L’impact des particules fines sur le risque de maladie d’Alzheimer
Prévention
Une nouvelle étude montre que la pollution atmosphérique, et plus particulièrement les particules fines, constitue un facteur de risque important dans le développement de la maladie d’Alzheimer. Il s’agit des résultats d’une vaste étude scientifique publiée dans PLOS Medicine, qui repose sur l’analyse de données concernant près de 28 millions de personnes âgées aux États-Unis.
Elle met en évidence une relation claire entre l’exposition prolongée à la pollution et l’augmentation du risque de maladie d’Alzheimer : plus les individus sont exposés à des niveaux élevés de particules fines sur plusieurs années, plus leur probabilité de développer cette maladie augmente.
Contrairement à ce que l’on pourrait penser, ce lien ne s’explique pas principalement par des maladies intermédiaires comme les accidents vasculaires cérébraux, l’hypertension ou la dépression. Ces facteurs jouent bien un rôle, mais ils ne représentent qu’une faible part de l’effet observé. Les chercheurs avancent donc l’hypothèse d’un effet direct de la pollution sur le cerveau. Les particules fines pourraient pénétrer dans l’organisme et provoquer des phénomènes d’inflammation ou de stress oxydatif, susceptibles d’endommager progressivement les cellules cérébrales et de favoriser les lésions caractéristiques de la maladie d’Alzheimer. Certaines populations apparaissent d’ailleurs plus vulnérables, notamment les personnes ayant déjà subi un AVC, chez qui l’impact de la pollution semble amplifié.

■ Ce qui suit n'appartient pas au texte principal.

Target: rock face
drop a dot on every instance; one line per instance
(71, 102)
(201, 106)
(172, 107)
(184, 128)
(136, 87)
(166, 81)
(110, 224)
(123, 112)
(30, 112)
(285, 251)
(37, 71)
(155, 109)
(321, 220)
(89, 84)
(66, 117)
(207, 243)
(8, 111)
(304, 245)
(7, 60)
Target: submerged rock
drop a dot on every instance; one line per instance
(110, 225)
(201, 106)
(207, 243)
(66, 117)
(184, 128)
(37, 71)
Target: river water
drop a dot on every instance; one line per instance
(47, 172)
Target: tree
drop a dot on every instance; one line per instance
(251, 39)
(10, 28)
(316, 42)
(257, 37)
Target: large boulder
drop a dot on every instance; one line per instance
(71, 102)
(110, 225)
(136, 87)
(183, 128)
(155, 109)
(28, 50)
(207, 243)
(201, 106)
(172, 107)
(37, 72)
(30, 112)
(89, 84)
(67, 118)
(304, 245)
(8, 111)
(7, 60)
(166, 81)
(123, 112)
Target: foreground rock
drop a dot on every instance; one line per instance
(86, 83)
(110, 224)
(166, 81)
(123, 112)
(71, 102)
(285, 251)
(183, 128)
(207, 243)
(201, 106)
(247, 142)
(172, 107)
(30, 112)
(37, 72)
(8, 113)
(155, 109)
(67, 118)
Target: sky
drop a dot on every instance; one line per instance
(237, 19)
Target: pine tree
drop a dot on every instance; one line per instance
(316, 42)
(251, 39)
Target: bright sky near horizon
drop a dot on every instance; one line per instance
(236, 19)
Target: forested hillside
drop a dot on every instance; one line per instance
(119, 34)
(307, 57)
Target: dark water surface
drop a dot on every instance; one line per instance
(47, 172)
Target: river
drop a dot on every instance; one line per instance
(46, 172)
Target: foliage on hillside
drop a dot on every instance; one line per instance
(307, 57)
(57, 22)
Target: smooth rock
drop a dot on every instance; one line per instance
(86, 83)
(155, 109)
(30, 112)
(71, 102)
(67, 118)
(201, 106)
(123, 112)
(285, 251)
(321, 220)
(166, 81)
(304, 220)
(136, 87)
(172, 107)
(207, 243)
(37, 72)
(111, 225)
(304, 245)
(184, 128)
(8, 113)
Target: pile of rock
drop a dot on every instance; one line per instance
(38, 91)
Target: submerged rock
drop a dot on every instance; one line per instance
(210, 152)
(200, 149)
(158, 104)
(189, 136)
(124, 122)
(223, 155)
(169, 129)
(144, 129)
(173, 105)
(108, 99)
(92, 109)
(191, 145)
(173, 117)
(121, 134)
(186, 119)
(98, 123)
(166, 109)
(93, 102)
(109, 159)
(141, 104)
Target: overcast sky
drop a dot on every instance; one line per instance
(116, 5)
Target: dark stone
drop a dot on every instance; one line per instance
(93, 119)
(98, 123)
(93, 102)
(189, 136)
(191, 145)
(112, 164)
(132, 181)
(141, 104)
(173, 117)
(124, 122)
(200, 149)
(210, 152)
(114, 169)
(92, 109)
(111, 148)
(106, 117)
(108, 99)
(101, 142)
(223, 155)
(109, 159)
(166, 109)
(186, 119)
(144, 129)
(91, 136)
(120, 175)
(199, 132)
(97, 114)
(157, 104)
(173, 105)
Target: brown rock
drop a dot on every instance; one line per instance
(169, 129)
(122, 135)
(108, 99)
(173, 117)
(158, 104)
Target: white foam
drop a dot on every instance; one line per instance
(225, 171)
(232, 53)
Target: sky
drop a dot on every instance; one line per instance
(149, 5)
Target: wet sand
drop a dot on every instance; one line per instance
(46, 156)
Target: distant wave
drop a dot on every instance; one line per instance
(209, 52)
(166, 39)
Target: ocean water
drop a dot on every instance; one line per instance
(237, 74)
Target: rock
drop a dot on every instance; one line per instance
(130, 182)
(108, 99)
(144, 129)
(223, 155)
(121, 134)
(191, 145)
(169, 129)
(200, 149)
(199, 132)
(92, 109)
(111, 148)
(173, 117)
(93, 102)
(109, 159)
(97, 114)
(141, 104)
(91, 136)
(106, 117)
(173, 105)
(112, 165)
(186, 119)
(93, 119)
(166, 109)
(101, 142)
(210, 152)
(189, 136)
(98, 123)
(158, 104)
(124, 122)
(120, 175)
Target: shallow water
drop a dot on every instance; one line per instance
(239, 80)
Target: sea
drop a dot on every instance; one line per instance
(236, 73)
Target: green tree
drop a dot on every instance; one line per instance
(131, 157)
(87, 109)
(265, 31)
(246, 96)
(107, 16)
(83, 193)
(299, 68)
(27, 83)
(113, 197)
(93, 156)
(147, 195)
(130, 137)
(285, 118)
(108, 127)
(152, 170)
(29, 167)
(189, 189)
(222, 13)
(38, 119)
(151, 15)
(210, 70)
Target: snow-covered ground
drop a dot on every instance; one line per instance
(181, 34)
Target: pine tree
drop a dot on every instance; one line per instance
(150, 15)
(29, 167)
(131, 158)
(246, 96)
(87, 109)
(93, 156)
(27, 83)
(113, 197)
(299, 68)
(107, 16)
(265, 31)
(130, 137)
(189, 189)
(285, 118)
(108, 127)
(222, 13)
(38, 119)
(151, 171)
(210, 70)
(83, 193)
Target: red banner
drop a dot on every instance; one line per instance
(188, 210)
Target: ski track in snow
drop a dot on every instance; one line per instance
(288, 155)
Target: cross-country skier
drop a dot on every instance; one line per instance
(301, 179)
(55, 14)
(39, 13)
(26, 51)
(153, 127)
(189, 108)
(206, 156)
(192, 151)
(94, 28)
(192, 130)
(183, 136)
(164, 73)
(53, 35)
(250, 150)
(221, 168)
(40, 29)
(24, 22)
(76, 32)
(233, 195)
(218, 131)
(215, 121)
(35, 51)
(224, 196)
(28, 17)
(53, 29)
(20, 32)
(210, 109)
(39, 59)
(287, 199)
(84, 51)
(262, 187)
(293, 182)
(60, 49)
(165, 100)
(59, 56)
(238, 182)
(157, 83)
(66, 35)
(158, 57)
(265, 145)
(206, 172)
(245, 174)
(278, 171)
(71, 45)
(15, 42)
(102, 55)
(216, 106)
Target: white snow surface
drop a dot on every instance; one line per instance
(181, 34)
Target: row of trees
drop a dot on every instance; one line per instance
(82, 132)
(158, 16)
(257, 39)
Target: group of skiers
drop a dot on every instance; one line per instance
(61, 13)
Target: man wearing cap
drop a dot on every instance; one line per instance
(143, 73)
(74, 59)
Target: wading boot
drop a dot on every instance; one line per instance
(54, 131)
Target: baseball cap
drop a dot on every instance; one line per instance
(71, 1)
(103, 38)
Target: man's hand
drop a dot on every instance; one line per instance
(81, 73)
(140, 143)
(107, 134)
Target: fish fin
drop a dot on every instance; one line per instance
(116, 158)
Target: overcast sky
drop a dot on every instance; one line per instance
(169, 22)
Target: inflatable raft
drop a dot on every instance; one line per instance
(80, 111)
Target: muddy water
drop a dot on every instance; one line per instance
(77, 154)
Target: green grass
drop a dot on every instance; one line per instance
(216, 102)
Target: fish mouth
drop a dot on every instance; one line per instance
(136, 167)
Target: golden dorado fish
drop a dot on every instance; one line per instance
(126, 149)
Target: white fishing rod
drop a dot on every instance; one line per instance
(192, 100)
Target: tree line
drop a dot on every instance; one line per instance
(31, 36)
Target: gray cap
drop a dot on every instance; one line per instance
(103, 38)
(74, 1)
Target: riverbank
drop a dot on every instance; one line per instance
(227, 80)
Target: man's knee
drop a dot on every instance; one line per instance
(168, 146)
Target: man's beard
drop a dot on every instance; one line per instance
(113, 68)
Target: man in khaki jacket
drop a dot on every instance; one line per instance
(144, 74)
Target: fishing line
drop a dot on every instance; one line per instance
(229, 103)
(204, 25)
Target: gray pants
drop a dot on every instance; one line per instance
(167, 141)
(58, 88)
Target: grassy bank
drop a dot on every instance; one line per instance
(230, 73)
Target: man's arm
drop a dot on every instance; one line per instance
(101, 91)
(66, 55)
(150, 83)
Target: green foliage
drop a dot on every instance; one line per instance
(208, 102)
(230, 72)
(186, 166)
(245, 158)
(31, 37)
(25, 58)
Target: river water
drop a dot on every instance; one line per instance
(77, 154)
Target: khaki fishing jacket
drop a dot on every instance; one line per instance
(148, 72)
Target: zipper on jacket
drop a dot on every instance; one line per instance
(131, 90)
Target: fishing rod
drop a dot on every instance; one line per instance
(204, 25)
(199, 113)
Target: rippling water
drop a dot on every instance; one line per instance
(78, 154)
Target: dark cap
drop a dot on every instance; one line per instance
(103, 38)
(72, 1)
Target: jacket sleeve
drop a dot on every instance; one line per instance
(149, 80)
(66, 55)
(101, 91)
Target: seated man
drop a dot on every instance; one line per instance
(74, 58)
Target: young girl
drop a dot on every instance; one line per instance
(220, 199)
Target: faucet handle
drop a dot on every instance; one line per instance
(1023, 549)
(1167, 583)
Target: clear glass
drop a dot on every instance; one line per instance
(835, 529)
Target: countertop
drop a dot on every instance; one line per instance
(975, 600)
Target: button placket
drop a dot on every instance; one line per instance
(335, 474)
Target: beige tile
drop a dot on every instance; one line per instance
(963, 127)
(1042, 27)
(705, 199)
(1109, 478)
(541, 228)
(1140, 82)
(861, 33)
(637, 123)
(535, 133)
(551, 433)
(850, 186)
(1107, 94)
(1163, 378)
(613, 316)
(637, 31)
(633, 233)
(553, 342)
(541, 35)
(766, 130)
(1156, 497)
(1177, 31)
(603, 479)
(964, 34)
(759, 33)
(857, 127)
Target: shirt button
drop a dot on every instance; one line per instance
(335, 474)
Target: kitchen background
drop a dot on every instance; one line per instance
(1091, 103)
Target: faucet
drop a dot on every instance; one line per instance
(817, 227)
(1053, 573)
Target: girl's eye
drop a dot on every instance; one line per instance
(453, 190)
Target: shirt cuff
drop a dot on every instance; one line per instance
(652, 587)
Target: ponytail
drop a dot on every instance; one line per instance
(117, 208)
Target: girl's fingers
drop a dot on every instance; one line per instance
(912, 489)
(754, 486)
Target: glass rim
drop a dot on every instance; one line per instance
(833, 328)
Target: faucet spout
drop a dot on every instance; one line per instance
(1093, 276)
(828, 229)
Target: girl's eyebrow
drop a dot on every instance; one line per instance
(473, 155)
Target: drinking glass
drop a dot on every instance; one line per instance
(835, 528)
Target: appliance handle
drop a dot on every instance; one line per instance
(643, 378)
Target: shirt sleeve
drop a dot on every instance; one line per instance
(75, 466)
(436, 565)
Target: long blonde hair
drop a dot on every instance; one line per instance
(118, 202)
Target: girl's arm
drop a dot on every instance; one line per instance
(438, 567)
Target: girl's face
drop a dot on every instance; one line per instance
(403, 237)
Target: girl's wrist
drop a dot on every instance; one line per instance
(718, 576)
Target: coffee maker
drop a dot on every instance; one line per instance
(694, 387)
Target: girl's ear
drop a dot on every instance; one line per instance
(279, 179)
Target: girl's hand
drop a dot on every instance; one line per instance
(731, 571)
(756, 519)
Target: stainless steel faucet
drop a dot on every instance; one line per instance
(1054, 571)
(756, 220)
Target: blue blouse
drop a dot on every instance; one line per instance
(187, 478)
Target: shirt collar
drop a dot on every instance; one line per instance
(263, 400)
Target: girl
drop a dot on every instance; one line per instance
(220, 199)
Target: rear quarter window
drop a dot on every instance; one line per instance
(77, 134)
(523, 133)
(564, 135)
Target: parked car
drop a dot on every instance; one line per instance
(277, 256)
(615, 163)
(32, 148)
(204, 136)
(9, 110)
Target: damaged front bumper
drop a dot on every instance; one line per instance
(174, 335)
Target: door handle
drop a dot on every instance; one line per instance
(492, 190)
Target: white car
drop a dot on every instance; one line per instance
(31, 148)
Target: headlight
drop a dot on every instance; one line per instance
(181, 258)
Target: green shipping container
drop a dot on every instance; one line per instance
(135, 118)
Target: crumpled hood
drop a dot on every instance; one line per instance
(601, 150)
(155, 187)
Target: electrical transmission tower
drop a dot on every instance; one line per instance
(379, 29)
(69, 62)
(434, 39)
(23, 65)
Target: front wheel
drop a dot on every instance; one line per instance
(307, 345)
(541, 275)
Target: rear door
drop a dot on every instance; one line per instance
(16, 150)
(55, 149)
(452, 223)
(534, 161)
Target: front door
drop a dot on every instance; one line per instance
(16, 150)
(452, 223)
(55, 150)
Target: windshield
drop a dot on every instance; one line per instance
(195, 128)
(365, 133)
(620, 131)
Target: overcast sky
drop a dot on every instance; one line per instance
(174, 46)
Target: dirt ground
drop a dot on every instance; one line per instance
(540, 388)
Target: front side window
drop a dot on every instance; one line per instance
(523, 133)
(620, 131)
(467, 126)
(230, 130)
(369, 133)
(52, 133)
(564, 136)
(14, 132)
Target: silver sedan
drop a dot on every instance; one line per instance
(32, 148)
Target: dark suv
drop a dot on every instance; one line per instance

Au-delà du constat scientifique, ces travaux soulignent un enjeu majeur de santé publique : la pollution de l’air n’est pas seulement un problème respiratoire ou cardiovasculaire, mais aussi un facteur environnemental modifiable impliqué dans les maladies neurodégénératives. En ce sens, améliorer la qualité de l’air pourrait contribuer à réduire l’incidence de la maladie d’Alzheimer et constitue donc un levier potentiel de prévention à grande échelle.